Biden steht kurz vor Sieg, Trump plant mehrere Klagen

Joe Biden ist siegessicher und will - sollte er Präsident werden - im Jänner wieder dem Pariser Klimaabkommen beitreten, kündigte er Mittwochabend an.

Dem demokratischen Kandidaten Joe Biden fehlt wohl nur noch ein Staat auf den Sieg bei der US-Präsidentenwahl, nachdem er sich auch Michigan mit seinen 16 Wahlleuten sichern konnte. Damit hält der Herausforderer bei mindestens 253 Wahlmännern - 270 braucht er für einen Sieg. Amtsinhaber Donald Trump lag bei 214 Stimmen.

Noch nicht erklärt waren am Mittwochnachmittag die Staaten Pennsylvania (20 Wahlleute), North Carolina (15), Georgia (16) und Nevada (6). Auch in Arizona (11) fehlen noch etwa 600.000 Stimmen - derzeit führt Biden klar.

Vorausgesetzt, Biden gewinnt Arizona, würden zum Sieg schon die Stimmen Nevadas reichen, wo er nach einem Zwischenstand vorne lag. Allerdings geht die Auszählung dort sehr langsam voran. Die lokalen Behörden teilten mit, dass es erst Donnerstagabend (MEZ) das nächste Update geben werde.

Georgia: Ergebnis kommt wohl bald

In den drei anderen umkämpften Staaten lag Trump in Führung, doch schrumpfte sein Vorsprung mit Fortgang der Auszählung zusehends. Mit besonderer Spannung wurde die Auszählung in Georgia verfolgt, wo Trumps Vorsprung auf weniger als 30.000 Stimmen schrumpfte. Ausständig waren nämlich vor allem Stimmen aus Bidens Hochburg rund um die Metropole Atlanta.

Auch in Pennsylvania hatte sich Trumps Vorsprung von über 600.000 auf 160.000 Stimmen verringert, wobei in der Metropole Philadelphia noch ein Viertel aller Stimmen auszuzählen waren. Dort lag der Demokrat nach dem Zwischenstand mit 80 zu 20 Prozent vorne.

Trump erwägt diverse Klagen

Das Trump-Lager versuchte indes juristisch gegen die Niederlage anzukämpfen. So wurde in Georgia ein Stopp der Auszählung sowie eine Aussonderung der am Wahlabend eingelangten Stimmen verlangt. Ähnliche rechtliche Schritte hatte Trumps Team zuvor auch in Pennsylvania und Michigan angekündigt, in Wisconsin sollte es eine Neuauszählung geben. Wie der Nachrichtensender CNN berichtete, erwog der Amtsinhaber auch Klagen in Nevada und Arizona.

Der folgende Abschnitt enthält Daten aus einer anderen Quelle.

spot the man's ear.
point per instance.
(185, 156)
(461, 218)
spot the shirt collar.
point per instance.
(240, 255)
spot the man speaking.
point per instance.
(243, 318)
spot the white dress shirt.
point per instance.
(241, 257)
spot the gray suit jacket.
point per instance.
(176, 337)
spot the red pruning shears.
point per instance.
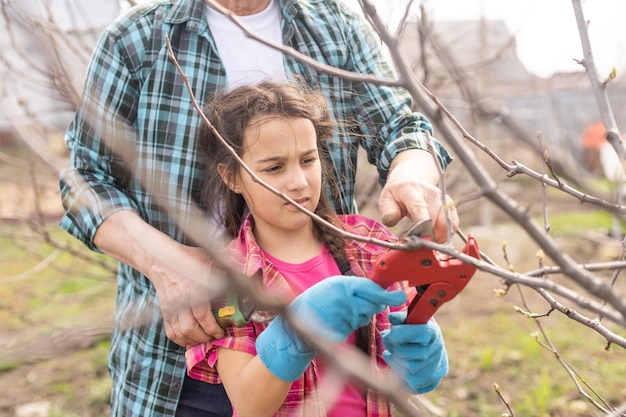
(437, 277)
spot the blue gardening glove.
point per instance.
(335, 307)
(416, 353)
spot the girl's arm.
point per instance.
(253, 390)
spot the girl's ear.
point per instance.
(234, 186)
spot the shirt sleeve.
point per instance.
(389, 124)
(100, 141)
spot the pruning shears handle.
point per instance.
(232, 310)
(437, 277)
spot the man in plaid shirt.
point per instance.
(131, 186)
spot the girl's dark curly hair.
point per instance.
(231, 114)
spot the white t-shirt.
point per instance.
(247, 60)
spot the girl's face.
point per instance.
(283, 153)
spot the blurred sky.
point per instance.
(546, 32)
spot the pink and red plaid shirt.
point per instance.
(303, 398)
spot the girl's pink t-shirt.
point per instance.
(351, 399)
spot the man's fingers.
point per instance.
(184, 330)
(206, 320)
(389, 209)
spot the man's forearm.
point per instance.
(128, 238)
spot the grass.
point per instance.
(44, 290)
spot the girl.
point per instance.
(279, 133)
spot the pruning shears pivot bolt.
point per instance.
(437, 277)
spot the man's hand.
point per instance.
(180, 274)
(411, 191)
(184, 285)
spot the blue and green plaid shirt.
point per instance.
(135, 96)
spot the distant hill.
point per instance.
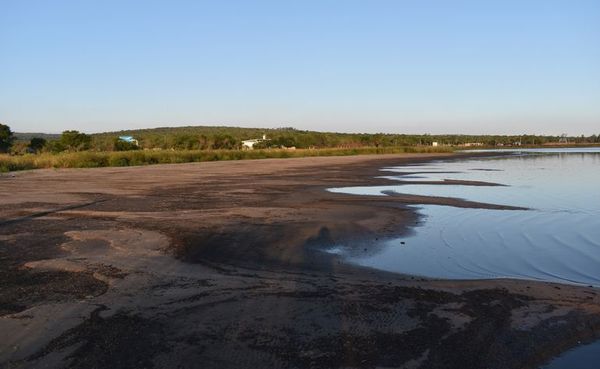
(26, 136)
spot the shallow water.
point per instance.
(558, 239)
(582, 357)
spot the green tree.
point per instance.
(225, 142)
(120, 145)
(6, 138)
(75, 140)
(36, 144)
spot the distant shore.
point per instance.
(219, 264)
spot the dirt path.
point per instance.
(216, 265)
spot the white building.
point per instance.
(249, 144)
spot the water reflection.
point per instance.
(557, 240)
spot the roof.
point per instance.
(127, 138)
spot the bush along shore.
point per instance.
(93, 159)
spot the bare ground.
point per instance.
(217, 265)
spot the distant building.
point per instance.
(249, 144)
(129, 139)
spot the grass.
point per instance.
(91, 159)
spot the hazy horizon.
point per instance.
(317, 130)
(412, 67)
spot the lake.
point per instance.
(557, 239)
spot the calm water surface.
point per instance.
(558, 239)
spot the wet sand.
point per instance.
(217, 265)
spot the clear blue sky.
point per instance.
(406, 66)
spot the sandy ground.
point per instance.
(218, 265)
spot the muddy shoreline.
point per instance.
(218, 265)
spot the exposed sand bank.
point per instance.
(214, 265)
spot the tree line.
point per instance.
(230, 138)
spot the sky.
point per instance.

Biden hatte sich nach den Etappensiegen in den bisher von Trump gehaltenen Staaten im Mittleren Westen zuversichtlich gezeigt, dass er in der Endabrechnung vorne liegen wird. Sollte er Präsident werden, will Biden bereits im Jänner wieder dem Pariser Klimaabkommen beitreten.

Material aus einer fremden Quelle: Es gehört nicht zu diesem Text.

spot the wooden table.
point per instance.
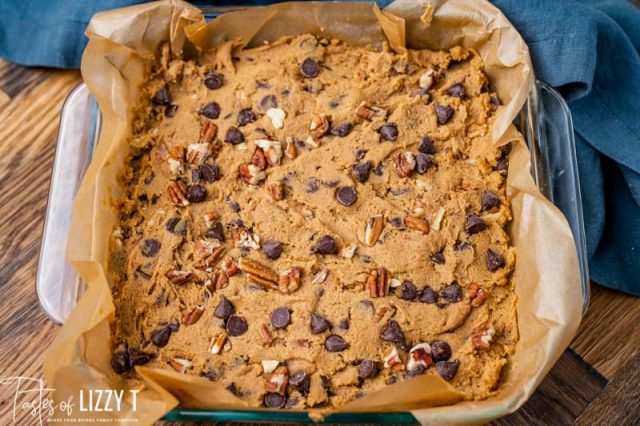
(597, 380)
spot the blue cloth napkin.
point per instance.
(587, 49)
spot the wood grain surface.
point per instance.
(596, 381)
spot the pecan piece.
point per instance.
(482, 335)
(477, 294)
(289, 280)
(179, 277)
(177, 193)
(417, 223)
(377, 283)
(208, 131)
(373, 229)
(278, 381)
(276, 190)
(192, 315)
(259, 274)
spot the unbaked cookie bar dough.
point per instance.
(308, 221)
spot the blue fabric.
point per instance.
(587, 49)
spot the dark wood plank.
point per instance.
(568, 388)
(619, 403)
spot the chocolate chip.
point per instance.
(224, 309)
(272, 248)
(137, 357)
(447, 369)
(361, 171)
(150, 247)
(246, 116)
(214, 80)
(335, 343)
(423, 163)
(428, 295)
(418, 370)
(457, 91)
(281, 317)
(120, 362)
(389, 131)
(196, 194)
(269, 102)
(170, 110)
(408, 291)
(161, 97)
(494, 260)
(312, 185)
(210, 110)
(309, 68)
(346, 195)
(392, 332)
(234, 136)
(359, 154)
(438, 257)
(342, 129)
(426, 146)
(274, 400)
(440, 351)
(326, 245)
(160, 337)
(452, 292)
(474, 224)
(444, 113)
(489, 200)
(210, 172)
(367, 369)
(236, 326)
(216, 232)
(319, 324)
(300, 381)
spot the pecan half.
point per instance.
(259, 274)
(276, 190)
(177, 193)
(482, 335)
(289, 280)
(377, 283)
(405, 164)
(179, 277)
(477, 294)
(278, 381)
(417, 223)
(208, 131)
(373, 229)
(192, 315)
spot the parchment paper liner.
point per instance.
(113, 65)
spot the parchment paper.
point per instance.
(121, 47)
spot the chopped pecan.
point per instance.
(289, 280)
(208, 131)
(192, 315)
(265, 335)
(259, 274)
(367, 111)
(377, 283)
(417, 223)
(278, 381)
(482, 335)
(477, 294)
(179, 277)
(218, 280)
(373, 229)
(177, 193)
(405, 163)
(276, 190)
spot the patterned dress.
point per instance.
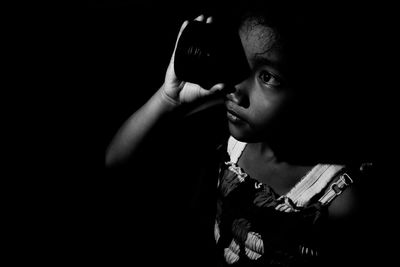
(257, 227)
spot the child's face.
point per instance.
(257, 101)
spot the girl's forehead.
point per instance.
(260, 41)
(257, 38)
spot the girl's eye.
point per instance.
(268, 79)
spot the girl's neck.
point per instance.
(262, 150)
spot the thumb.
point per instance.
(216, 88)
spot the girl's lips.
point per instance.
(233, 116)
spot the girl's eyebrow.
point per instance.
(260, 60)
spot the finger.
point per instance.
(213, 90)
(217, 88)
(184, 24)
(200, 18)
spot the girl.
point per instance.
(272, 205)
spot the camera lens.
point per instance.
(207, 54)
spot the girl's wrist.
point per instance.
(166, 100)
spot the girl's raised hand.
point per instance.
(178, 92)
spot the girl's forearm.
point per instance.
(137, 127)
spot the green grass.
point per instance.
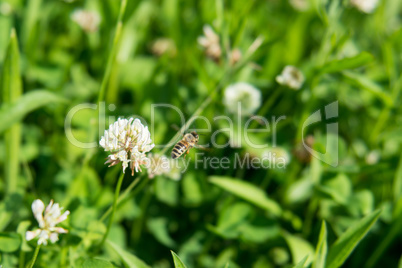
(309, 214)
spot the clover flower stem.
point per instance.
(122, 196)
(116, 196)
(35, 256)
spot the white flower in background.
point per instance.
(129, 141)
(300, 5)
(47, 223)
(247, 95)
(291, 77)
(5, 9)
(88, 20)
(210, 41)
(366, 6)
(235, 56)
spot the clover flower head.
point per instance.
(88, 20)
(366, 6)
(47, 222)
(291, 77)
(129, 141)
(210, 41)
(248, 96)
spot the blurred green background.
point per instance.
(210, 217)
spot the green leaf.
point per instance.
(21, 229)
(128, 259)
(97, 263)
(299, 248)
(365, 83)
(345, 244)
(30, 101)
(159, 229)
(247, 191)
(9, 242)
(322, 248)
(301, 263)
(177, 262)
(11, 90)
(347, 63)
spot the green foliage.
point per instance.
(62, 84)
(9, 242)
(177, 262)
(248, 192)
(345, 244)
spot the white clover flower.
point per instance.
(248, 96)
(210, 41)
(47, 223)
(366, 6)
(291, 77)
(88, 20)
(129, 141)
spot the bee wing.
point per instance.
(203, 148)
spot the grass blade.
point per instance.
(345, 244)
(177, 261)
(112, 55)
(301, 263)
(299, 248)
(365, 83)
(347, 63)
(128, 259)
(11, 89)
(247, 191)
(11, 114)
(322, 248)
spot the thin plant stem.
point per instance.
(116, 196)
(112, 55)
(35, 256)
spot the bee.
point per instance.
(189, 141)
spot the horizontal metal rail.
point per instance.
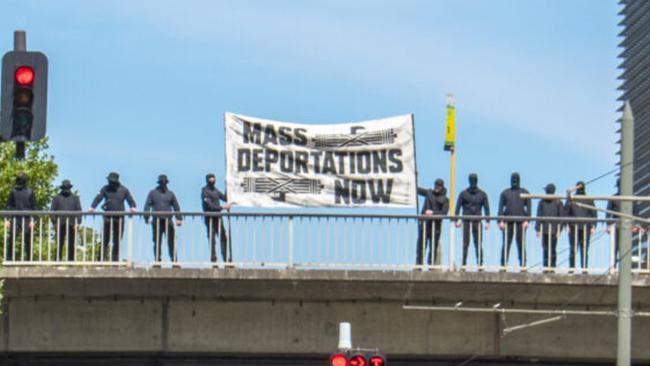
(304, 240)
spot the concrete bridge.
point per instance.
(168, 316)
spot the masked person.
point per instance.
(114, 194)
(211, 198)
(511, 204)
(549, 230)
(162, 202)
(66, 225)
(21, 198)
(472, 201)
(435, 203)
(580, 231)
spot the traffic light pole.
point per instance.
(624, 339)
(20, 44)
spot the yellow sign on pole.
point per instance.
(450, 129)
(450, 145)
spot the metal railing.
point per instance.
(315, 241)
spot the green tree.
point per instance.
(39, 166)
(41, 171)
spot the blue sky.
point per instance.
(140, 87)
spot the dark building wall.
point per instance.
(635, 87)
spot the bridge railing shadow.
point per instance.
(315, 241)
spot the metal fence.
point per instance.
(315, 241)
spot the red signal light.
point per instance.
(358, 360)
(339, 359)
(24, 75)
(377, 361)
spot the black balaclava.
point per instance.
(514, 180)
(549, 189)
(207, 180)
(162, 182)
(113, 180)
(21, 181)
(66, 188)
(473, 182)
(439, 186)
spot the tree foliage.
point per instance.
(38, 165)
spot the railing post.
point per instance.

Trump wittert Verschwörung

Biden betonte, dass er den Sieg noch nicht offiziell für sich reklamieren wolle. Doch wenn die Auszählung beendet sei, "glauben wir, dass wir die Gewinner sein werden". Er gab sich bei seiner Ansprache präsidial und betonte, dass Amerika die tiefe Spaltung überwinden müsse. "Um Fortschritte zu machen, müssen wir aufhören, unsere Gegner wie Feinde zu behandeln", sagte Biden.

Trump gab sich indes nicht geschlagen. Er liege in Pennsylvania, Georgia, North Carolina deutlich vorne und in Michigan sei eine "große Anzahl" Stimmzettel heimlich weggeschmissen worden, schrieb Trump am Mittwoch auf Twitter. Die Plattform versah Trumps Nachrichten umgehend mit Warnhinweisen.

Wegen der Rekordbeteiligung konnte Biden auch den bisherigen Stimmenrekord seines Parteifreundes Barack Obama übertreffen, mit dem er im Jahr 2008 als Vize angetreten war. Nach Erhebungen der Nachrichtenagentur AP, der "New York Times" und anderer Medien kam Biden auf 71,6 Millionen Stimmen. Für Obama hatten im Jahr 2008 rund 69,5 Millionen Amerikaner abgestimmt. Trump konnte sich im Vergleich zu 2016 um mehr als fünf Millionen Stimmen auf 68 Millionen steigern.